Fra le ragioni che spingevano a viaggiare Montaigne, filosofo (1533-1592) indicava : "il commercio degli uomini è meravigliosamente adatto allo scopo, e il visitare i paesi stranieri, (...) per riferire principalmente le inclinazioni di quei popoli e il loro modo di vivere, per massaggiare e limare il nostro cervello contro quello degli altri". Sostanzialmente intendeva dire che non esisteva, a suo modo di vedere, "scuola migliore (...) per forgiare la vita che di metterle continuamente avanti la diversità di tante vite, idee e usanze".
Philip Sidney, poetà (1554 – 1586), nella sua principale opera, Arcadia, riferisce di essersi recato all'estero "per maturare le capacità di giudizio potendo confrontare molte cose". In un'altra opera scriveva: " E' difficile, senza dubbio, conoscere l'Inghilterra, se non puoi conoscerla confrontandola con altri paesi". Egli, nella veste di diplomatico, ebbe opportunità di girare e riferire molto su Parigi, Germania, Padova e Venezia, sulla fiera del libro di Francoforte, poi Firenze, Praga e Cracovia.
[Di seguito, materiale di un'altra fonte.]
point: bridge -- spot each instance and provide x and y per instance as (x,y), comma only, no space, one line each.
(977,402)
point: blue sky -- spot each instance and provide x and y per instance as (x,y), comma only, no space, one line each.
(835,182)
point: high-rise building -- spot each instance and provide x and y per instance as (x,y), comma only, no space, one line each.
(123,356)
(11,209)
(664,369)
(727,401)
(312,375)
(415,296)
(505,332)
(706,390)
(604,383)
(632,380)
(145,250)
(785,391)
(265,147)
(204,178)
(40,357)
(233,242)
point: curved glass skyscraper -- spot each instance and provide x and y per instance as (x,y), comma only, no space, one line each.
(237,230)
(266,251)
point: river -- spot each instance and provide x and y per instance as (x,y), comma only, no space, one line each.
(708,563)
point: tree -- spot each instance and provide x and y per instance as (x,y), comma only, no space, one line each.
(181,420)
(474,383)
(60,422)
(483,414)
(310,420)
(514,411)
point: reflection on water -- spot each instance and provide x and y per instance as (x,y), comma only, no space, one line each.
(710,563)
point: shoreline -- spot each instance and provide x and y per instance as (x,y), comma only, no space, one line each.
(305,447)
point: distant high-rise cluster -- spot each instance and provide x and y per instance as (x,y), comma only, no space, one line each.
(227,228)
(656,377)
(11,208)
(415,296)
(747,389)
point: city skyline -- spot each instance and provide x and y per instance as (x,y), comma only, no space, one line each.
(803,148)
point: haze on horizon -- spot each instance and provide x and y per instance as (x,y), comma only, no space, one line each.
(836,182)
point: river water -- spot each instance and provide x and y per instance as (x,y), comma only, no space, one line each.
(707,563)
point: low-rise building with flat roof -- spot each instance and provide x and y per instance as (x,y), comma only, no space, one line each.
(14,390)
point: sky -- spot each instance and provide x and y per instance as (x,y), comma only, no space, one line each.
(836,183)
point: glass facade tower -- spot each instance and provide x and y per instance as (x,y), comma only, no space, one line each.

Un olandese, Pieter Hooft, ci ha lasciato il resoconto di un viaggio attraverso l'Europa che lo portò da Parigi, Venezia, Firenze, Roma e Napoli ad attraversare gran parte della Germania prima di tornare in patria.
Oltre che il turismo, per chi allora poteva, le ragioni dei viaggi erano vari: i nobili francesi cercavano esperienze militari, altri si trovavano nelle condizioni di esuli per motivi politici o religiose. I liberi pensatori italiani cercavano rifuggi sicuri e per questa ragione Giordano Bruno fu a Ginevra, Parigi, Londra, Wittenberg e persino a Praga.
L'Italia cinquecentesca era allora quasi per intera dominio spagnolo, motivo percui molti persoinaggi iberici ebbero incarichi in varie città della penisola e lasciarono molte testimonianze. Il geografo Abramo Ortelio, olandese (1527-1598), teneva un album dove accoglieva le firme dei suoi numerosi visitatori provenienti da Inghilterra, Francia, Spagna, Portogallo, Germania e varie città italiane.
Fu quel tempo, il Cinquecento, che avviò la stampa di numerosi resoconti di viaggi che descrivevano vita e costumi dei differenti popoli.
Quello fu sostanzialmente il tempo dell'internazionalizzazione della cultura e grande merito si deve, soprattutti, a mercanti, diplomatici e artisti di fama.